Tunisia and Libya announced Thursday they had agreed to share responsibility for providing shelter for hundreds of migrants stranded at their border, many of them for over a month.

The migrants, primarily from sub-Saharan African countries, had been driven to the desert area of Ras Jedir by Tunisian authorities and left there to fend for themselves, according to witnesses, rights groups and UN agencies.

Aid groups said three groups of about 300 migrants from sub-Saharan African countries in total remain stranded there in life-threatening conditions.

A spokesman for Tunisia’s interior ministry, Faker Bouzghaya, said during a joint meeting with Libyan authorities in Tunis that “we have agreed to share the groups of migrants who are at the border”.

“Tunisia will take charge of a group of 76 men, 42 women and eight children,” Bouzghaya told AFP.

He said the groups were transferred on Wednesday to reception centres in the cities of Tatouine and Medenine and provided with health and psychological care, with the help of the Tunisian Red Crescent.

Under the agreement, Libya will take in the remaining 150-200 migrants, humanitarian sources said.

The Libyan interior ministry earlier on Thursday announced the bilateral agreement to “put an end to the crisis of irregular migrants stranded in the border area”.

In a later statement, it said there were no more migrants stranded at the border following the agreement, adding that joint patrols were being organised to “secure the border”.

– ‘At least 27’ deaths –

Racial tensions had flared in Tunisia’s second city of Sfax after the July 3 killing of a Tunisian man following an altercation with migrants.

Up to 1,200 black Africans were “expelled, or forcibly transferred by Tunisian security forces” to desert border regions with Libya and Algeria, Human Rights Watch said.

The Tunisian Red Crescent had on July 12 provided shelter to about 630 migrants found at Ras Jedir, as well as 200 others who had been pushed towards Algeria, non-governmental groups said.

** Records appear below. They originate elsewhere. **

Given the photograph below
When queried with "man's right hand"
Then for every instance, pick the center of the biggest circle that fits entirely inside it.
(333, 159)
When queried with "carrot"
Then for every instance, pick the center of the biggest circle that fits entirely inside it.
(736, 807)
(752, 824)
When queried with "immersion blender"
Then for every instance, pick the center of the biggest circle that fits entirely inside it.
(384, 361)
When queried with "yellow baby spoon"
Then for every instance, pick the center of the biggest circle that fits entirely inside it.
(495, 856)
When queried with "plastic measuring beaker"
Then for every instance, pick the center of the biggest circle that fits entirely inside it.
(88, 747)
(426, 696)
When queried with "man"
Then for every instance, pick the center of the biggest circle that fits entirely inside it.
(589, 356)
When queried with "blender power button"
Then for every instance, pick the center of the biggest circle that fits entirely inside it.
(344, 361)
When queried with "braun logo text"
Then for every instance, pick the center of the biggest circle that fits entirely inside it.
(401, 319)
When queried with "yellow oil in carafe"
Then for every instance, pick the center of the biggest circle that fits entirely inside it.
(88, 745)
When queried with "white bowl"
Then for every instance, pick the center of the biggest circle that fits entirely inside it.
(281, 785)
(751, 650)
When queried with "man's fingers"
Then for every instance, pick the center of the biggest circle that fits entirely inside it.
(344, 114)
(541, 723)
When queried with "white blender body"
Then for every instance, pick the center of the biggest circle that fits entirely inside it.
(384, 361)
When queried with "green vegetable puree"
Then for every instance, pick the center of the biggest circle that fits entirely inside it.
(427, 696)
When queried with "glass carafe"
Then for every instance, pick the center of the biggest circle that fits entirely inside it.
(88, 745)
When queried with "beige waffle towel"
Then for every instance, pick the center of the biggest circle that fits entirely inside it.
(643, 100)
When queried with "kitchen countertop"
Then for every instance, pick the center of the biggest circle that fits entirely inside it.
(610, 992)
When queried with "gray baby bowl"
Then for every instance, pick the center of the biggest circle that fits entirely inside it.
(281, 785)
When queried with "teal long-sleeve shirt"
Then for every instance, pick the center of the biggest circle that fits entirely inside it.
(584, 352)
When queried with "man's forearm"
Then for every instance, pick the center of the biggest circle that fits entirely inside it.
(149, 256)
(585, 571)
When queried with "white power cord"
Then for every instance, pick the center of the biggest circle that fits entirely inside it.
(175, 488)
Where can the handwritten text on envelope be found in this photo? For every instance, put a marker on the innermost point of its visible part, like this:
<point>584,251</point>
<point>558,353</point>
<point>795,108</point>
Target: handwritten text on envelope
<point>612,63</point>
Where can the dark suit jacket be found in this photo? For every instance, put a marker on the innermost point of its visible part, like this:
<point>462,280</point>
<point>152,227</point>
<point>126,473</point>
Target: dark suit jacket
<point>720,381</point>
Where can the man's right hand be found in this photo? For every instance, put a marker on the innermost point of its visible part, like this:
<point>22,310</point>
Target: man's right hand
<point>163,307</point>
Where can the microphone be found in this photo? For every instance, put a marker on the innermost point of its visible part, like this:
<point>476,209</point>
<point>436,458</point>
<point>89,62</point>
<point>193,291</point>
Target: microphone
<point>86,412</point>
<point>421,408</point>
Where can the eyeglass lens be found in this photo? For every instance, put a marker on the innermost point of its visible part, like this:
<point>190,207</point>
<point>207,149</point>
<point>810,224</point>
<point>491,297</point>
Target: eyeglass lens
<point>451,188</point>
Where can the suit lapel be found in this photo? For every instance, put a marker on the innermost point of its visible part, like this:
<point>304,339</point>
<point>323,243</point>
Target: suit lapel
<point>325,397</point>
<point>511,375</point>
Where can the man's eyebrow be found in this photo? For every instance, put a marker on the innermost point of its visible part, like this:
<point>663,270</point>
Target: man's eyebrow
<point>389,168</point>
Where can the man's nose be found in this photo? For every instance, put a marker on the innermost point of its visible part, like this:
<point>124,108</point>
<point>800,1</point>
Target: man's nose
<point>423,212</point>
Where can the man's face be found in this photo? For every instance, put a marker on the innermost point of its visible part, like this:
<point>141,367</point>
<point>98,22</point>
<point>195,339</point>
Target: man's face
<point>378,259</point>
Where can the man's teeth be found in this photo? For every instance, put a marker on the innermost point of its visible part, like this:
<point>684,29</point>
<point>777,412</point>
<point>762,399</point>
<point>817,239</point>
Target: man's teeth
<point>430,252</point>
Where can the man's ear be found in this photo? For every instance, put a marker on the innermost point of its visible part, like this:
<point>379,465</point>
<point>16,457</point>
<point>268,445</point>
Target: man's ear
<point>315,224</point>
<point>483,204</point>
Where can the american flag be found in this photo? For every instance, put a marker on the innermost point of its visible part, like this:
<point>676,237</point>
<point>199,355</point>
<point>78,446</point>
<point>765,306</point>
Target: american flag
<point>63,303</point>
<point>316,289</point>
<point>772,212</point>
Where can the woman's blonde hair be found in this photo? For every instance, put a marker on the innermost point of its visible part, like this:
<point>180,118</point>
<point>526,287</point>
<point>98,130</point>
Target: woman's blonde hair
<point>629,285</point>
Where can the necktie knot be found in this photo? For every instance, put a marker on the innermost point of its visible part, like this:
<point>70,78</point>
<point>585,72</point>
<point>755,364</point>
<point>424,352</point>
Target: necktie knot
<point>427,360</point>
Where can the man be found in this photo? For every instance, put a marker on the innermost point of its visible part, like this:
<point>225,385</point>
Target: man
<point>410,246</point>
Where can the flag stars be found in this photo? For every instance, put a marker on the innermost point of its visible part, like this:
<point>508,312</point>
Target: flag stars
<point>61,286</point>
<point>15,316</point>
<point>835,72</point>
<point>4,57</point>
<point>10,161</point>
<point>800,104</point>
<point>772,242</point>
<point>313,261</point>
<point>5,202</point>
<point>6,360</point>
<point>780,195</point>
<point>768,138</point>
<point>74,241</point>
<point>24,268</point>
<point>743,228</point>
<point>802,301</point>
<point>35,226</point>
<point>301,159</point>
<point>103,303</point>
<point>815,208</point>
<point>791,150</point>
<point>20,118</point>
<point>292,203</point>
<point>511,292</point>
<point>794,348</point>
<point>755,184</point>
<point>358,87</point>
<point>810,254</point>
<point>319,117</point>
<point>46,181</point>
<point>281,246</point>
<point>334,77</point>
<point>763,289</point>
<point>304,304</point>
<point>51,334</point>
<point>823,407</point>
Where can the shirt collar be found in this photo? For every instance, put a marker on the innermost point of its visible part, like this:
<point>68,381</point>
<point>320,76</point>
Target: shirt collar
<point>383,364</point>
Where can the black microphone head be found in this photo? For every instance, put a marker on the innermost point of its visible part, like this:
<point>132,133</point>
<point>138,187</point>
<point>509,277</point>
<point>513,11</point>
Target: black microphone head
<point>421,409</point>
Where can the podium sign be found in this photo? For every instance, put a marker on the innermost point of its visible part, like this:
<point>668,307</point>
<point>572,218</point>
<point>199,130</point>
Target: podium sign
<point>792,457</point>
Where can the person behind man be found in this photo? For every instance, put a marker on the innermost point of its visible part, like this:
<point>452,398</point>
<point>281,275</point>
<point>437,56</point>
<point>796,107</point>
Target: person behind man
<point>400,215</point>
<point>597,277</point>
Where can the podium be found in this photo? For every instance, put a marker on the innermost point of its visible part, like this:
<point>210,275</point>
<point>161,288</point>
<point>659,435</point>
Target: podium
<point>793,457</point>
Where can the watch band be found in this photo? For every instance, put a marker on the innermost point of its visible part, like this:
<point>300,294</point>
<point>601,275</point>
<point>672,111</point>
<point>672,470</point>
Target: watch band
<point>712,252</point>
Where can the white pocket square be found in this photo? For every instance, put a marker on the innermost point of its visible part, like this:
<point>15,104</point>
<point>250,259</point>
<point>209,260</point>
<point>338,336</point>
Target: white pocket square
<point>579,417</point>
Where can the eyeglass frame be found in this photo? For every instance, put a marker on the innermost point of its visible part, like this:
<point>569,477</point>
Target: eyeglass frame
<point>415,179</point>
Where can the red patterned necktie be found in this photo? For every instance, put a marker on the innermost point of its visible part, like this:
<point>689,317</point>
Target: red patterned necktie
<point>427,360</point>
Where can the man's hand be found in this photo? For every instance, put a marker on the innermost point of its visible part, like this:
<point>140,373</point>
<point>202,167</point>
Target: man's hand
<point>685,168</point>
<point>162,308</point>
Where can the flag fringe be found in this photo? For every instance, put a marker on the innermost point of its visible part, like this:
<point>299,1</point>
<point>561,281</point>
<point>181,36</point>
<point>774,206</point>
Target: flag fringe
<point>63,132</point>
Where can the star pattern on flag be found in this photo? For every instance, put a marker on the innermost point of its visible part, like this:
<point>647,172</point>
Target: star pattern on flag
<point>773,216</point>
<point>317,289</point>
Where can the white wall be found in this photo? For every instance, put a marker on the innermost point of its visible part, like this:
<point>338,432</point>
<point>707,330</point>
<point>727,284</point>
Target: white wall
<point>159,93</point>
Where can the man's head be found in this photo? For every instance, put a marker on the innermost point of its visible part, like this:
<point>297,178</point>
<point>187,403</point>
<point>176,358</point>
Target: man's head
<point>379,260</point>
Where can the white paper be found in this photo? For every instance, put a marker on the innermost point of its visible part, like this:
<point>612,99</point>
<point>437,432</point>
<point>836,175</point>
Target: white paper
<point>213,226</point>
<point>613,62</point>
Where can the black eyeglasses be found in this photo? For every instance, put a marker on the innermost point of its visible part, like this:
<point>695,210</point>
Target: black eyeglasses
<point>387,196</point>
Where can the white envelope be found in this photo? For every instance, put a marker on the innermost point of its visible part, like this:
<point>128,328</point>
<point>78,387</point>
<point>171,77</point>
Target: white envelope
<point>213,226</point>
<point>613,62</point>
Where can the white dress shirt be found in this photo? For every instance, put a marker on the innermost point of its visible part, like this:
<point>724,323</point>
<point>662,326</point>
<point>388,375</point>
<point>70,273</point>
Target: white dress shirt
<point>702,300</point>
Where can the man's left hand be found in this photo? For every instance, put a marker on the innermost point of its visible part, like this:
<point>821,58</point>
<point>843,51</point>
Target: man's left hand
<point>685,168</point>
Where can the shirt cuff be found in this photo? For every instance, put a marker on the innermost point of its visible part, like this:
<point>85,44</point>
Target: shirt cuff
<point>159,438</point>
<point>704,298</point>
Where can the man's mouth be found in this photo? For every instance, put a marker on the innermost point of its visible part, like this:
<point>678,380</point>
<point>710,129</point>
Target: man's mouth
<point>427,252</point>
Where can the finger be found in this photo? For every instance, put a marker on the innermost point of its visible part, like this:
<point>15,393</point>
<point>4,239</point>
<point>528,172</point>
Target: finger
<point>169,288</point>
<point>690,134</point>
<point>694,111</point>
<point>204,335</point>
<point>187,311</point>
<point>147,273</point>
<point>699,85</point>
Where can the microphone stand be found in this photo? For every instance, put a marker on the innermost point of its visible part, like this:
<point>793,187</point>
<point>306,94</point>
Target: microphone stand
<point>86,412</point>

But AFP journalists and other media had reported that about 350 migrants had remained stranded at Ras Jedir in the following weeks.

Some 40 kilometres (25 miles) south at Al-Assah, hundreds of other migrants were seen pouring into Libya, with no access to food, water and vital supplies until they were rescued by Libyan border guards in early August, according to an AFP team there.

Since the start of July, “at least 27 migrants” were found dead after being abandoned in the Tunisian-Libyan border area and another 73 were missing, a humanitarian source told AFP on Thursday.

Until Wednesday migrants had continued to arrive in Libya at Al-Assah at a rate of about 50 per day before being rescued by Libyan guards, the same source said.